Category #1: Boring. Even the best of Mexican foods is handicapped by a reliance on three basic ingredients. And you can only recombine them in so many ways.
Category #2: Bad. I have had more mediocre meals in the Melaque area than anywhere else I have lived. And that includes eating in Air Force mess halls -- the unusual happenstance of a bureaucracy using a meaningful term.
About two weeks ago, I overheard a fellow diner talking about a new restaurant in town. Chez Cedric.
The name sent me spiraling into gastronomic fantasies. Pig foot with a pomegranate reduction. Veal topped with a mango-pablano-onion salsa. Lamb wrapped in sage and apricots.
How could be bad? It is Gallic.
But my fantasies were Pearl Harbored back to reality when I heard the place had one specialty: pizza.
I love pizza. I could live most of my life on pizza. But it easily falls into both the bad and boring categories here.
There are plenty of pizza joints. But they are all summed up in an expatriate’s misplaced comment: “It is almost as good as Domino’s.” And the quality descends from there.
With that in mind I headed over to Chez Cedric. And I was pleasantly surprised by the décor. I have come to expect pizza parlors north of the border to look either like bordellos or western trading posts.
Not Chez Cedric. It is spacious. Covered by an elegant palapa. And the linen-bedecked tables are spaced sufficient for the most discreet of conversations. Manned by liveried waiters clothed distinctly from the uniformed kitchen staff.

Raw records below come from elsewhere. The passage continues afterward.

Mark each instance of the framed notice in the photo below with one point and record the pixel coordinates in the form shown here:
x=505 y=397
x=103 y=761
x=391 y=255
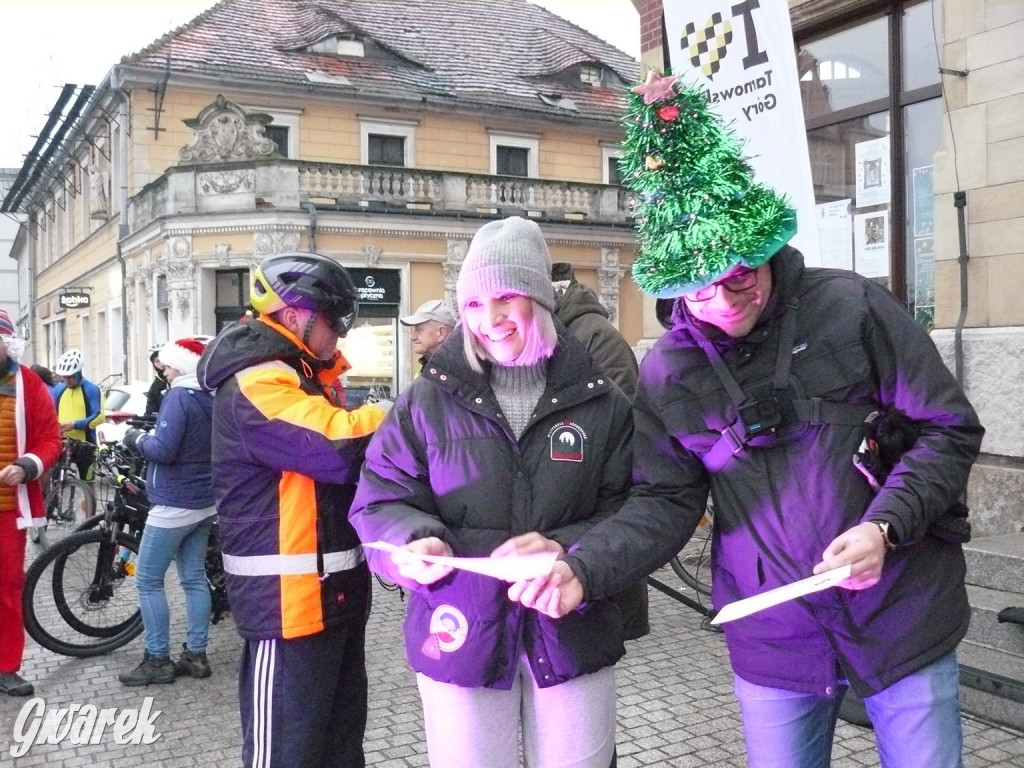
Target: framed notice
x=870 y=244
x=924 y=202
x=835 y=222
x=871 y=160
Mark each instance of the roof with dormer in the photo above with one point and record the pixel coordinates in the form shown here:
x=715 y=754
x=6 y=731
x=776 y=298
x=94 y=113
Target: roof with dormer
x=502 y=54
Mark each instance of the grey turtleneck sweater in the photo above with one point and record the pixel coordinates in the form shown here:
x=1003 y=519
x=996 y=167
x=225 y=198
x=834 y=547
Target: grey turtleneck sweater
x=517 y=389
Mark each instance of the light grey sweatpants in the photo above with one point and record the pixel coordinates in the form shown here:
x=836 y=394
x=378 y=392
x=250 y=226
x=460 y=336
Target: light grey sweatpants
x=571 y=725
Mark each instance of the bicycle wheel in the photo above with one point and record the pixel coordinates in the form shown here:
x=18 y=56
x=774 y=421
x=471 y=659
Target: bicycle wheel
x=692 y=564
x=79 y=597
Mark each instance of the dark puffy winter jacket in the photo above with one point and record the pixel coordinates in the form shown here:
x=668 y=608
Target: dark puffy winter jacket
x=779 y=504
x=445 y=464
x=285 y=464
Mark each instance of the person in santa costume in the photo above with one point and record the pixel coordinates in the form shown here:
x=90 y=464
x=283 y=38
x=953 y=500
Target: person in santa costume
x=30 y=443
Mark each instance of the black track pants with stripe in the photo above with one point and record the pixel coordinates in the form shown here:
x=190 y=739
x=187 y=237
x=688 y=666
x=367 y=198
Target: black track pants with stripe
x=303 y=701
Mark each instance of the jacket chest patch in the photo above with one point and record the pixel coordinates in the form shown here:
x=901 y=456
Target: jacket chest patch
x=566 y=439
x=448 y=632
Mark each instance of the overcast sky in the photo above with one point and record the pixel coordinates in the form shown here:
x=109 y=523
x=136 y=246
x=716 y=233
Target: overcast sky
x=47 y=43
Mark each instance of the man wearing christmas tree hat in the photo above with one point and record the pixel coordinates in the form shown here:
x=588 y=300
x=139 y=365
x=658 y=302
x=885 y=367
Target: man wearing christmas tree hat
x=758 y=394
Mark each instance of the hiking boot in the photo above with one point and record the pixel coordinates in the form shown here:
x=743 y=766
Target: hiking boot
x=14 y=685
x=192 y=665
x=153 y=671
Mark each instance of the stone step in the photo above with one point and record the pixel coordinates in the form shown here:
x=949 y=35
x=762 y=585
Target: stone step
x=996 y=562
x=985 y=627
x=991 y=684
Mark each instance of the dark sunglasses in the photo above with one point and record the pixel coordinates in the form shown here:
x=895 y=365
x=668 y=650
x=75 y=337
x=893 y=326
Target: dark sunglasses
x=742 y=280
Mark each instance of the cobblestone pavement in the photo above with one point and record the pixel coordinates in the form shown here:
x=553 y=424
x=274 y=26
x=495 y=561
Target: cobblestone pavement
x=676 y=706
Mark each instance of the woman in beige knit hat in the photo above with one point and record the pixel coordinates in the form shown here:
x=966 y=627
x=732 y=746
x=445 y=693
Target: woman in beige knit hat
x=510 y=442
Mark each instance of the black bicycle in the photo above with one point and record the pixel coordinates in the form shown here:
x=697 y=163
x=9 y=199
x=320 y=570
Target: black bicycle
x=68 y=500
x=692 y=564
x=79 y=597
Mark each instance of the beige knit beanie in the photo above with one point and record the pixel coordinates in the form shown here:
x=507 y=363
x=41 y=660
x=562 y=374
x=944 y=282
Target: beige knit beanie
x=507 y=255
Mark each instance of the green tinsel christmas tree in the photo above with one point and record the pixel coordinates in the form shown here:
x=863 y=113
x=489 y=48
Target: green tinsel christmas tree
x=698 y=211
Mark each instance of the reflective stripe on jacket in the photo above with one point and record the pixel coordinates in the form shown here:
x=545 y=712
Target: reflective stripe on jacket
x=285 y=464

And get this. Customers are welcomed by the appropriately-attired chef-owner at the door. Charlie Trotter could not have played the role better.
The old adage that no one leaves a Broadway show humming the scenery applies just as well to restaurant ambiance. I may have chewed the scenery a bit in my life, but I was at Chez Cedric to see if his pizza could survive the Melaque curse.
The menu courses fall into three areas. Salads. Crêpes. Pizzas.
But not just any pizza. Wood-fired oven pizza. And that was what I had.
Pepperoni pizza. With a bit of a test. I have found that most pizza restaurants here are a bit distrustful when a customer asks for an additional item. Onions were mine. My waiter simply responded “certainly.” An attentiveness that would continue throughout the rental of my table.
The crust was perfect -- avoiding the usual Hobson’s choice of cardboard or congealed library paste. It was light and just crisp enough to complement an amazingly tasty and peppery pepperoni. It was not Boar’s Head. But it is the best pepperoni I have tasted in town.
And the tomato sauce was superb. As if it had been freshly made from sautéed tomatoes.
But the selling point was the cheese. Creamy without being greasy. And it had none of that chemical after-taste that haunts other pizzas.
The pizza was neither boring nor bad. Making Chez Cedric part of a short list.